Several Islamic nations, including Egypt, Indonesia and Malaysia said they supported the resolution but atrocities against Christians and Muslims deserved equal attention.
"We believe no one should have the monopoly on suffering," Egyptian Ambassador Maged Abdelaziz said.
Jordan's UN Ambassador Prince Zeid al-Hussein called the Holocaust "a crime of the most colossal proportions" that was inflicted on European soil by Europeans against Europeans.
But he said it should not be used as a moral justification for the "continued domination of one people by another", an obvious reference to Israel and the Palestinians.
Lessons of genocide
The resolution, proposed by the United States, Israel, Russia, Australia and Canada, rejects any denial that the Holocaust took place. It urges members to "inculcate" future generations with the lessons on the genocide.
Germany's UN Ambassador Gunter Pleuger called the Holocaust "the very darkest chapter in the history of Germany". Austria, Romania and France recalled their history of collaboration with the Nazis.

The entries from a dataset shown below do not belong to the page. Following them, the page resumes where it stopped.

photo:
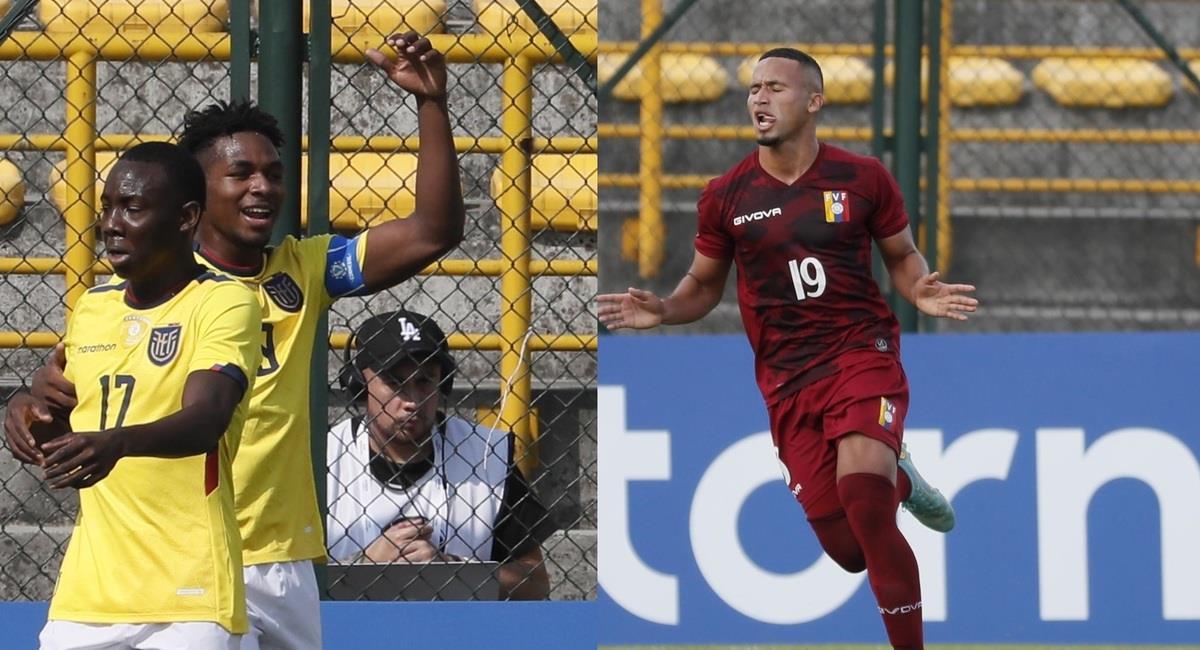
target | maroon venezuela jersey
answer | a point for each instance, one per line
(803, 254)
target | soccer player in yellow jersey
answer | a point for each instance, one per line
(162, 363)
(297, 282)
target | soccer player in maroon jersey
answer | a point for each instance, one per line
(797, 217)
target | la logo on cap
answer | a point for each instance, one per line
(408, 331)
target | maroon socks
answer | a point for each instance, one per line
(870, 503)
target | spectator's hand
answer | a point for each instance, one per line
(635, 308)
(51, 385)
(941, 300)
(82, 461)
(402, 541)
(419, 68)
(23, 410)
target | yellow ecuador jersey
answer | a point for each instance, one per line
(156, 540)
(276, 498)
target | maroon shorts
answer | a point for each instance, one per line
(868, 396)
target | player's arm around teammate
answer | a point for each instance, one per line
(81, 459)
(399, 248)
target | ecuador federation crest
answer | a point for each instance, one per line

UN Secretary-General Kofi Annan, who is to establish an education program, called the Holocaust "a unique evil, which cannot simply be consigned to the past or forgotten".
China used the occasion to recall atrocities committed by Japan's invasion before and during the second world war and hoped Tokyo would "draw on lessons from history." Japan said its mistakes "must be remembered" and that it was no longer a military power.